Sound generation by the interaction of a vortex ring with a rigid sphere

Abstract

High-Reynolds-number interactions between a vortex ring and a stationary rigid sphere are computed using two Lagrangian particle models. The first is a 3D slender vortex filament scheme which tracks the motion of the filament centerline. The centerline velocity is expressed as the sum of a self-induced velocity and potential velocity added to satisfy potential boundary conditions on the surface of the sphere. The self-induced velocity is computed numerically from the line Biot-Savart integral, which is carefully desingularized so as to provide the correct behavior of the vorticity distribution in the asymptotic thin-core limit. The second model is a particle scheme for the simulation of axisymmetric viscous flow. The scheme is based on discretization of the vorticity field into desingularized vortex elements that are advected in a Lagrangian frame. The velocity of the particles is expressed as the sum of a vortex interaction velocity expressed in terms of a desingularized Biot-Savart law, a potential velocity expressed in terms of the image of vortex elements, and a diffusion velocity. The filament and the particle schemes are applied to compute the passage of axisymmetric vortex rings over a stationary rigid sphere in the high-Reynolds-number limit, and to analyze the far-field sound generated by this interaction. Both models show that as the ring passes over the sphere, its radius increases while its core shrinks due stretching.
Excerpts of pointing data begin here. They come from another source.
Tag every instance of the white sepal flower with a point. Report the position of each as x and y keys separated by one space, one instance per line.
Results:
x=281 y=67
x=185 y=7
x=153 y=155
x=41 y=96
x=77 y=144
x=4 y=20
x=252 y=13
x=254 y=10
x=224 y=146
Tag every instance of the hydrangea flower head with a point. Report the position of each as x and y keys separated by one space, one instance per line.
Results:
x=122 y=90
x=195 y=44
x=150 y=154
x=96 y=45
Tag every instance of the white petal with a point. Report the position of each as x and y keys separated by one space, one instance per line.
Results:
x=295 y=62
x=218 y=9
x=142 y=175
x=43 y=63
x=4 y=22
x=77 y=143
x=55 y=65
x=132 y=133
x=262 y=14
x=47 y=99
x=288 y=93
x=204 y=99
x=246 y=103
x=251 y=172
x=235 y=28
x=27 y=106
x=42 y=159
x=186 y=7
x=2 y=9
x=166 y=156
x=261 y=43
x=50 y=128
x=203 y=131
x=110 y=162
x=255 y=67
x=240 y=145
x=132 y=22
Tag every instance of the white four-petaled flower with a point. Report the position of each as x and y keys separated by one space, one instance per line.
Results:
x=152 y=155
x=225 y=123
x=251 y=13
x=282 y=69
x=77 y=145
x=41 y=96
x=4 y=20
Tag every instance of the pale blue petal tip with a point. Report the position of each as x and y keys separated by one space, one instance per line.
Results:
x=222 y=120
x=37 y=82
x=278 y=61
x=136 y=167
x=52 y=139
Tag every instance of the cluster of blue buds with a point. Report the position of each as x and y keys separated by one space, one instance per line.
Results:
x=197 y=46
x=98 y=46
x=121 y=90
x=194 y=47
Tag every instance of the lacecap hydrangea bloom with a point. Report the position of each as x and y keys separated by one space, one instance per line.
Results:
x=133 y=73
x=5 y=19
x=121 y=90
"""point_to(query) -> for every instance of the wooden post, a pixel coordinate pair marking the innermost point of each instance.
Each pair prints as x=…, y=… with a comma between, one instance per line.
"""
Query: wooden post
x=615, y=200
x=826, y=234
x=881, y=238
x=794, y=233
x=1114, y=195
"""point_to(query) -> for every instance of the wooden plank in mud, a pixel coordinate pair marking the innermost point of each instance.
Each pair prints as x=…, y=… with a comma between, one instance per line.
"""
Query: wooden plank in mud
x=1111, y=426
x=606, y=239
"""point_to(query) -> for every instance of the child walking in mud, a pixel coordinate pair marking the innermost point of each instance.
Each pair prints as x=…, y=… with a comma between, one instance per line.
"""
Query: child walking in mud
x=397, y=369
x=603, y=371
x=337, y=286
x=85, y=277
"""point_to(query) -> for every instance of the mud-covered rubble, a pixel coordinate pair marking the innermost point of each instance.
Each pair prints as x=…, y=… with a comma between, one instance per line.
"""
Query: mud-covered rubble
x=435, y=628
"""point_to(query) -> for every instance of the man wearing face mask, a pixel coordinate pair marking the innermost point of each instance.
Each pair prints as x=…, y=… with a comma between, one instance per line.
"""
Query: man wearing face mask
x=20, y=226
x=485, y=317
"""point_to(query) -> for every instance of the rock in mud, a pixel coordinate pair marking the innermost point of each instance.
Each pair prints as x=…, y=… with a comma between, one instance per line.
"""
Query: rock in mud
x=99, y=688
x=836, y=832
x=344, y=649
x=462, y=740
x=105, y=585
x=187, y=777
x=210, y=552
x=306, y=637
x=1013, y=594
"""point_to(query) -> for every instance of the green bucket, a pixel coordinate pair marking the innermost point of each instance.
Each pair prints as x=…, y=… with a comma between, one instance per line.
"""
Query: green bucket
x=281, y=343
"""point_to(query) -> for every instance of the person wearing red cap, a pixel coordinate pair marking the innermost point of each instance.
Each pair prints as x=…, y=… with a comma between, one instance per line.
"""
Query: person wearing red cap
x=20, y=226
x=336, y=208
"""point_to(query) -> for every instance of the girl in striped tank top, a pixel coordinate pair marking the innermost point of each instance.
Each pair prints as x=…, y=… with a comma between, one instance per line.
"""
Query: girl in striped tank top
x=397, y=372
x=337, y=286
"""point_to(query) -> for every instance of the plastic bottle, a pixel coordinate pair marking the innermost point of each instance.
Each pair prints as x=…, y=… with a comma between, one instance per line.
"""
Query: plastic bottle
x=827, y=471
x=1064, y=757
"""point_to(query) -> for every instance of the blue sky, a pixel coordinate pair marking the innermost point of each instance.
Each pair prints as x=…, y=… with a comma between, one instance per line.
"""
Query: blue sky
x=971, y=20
In the parameter regime considered, the two models yield very close predictions of vortex trajectories and speeds. The filament model indicates that the passage leads to the generation of a pressure spike in the acoustic far-field. Meanwhile, the particle computations reveal that in addition to a pressure spike the far-field sound can also exhibit a substantial high-frequency quadrupole emission. Analysis of the computations reveals that this high-frequency noise emission is due to filamentation within the vortex core. The results also show that the high-frequency quadrupole noise may be dominant, especially when the vortex core is thin and the Mach number is not very small.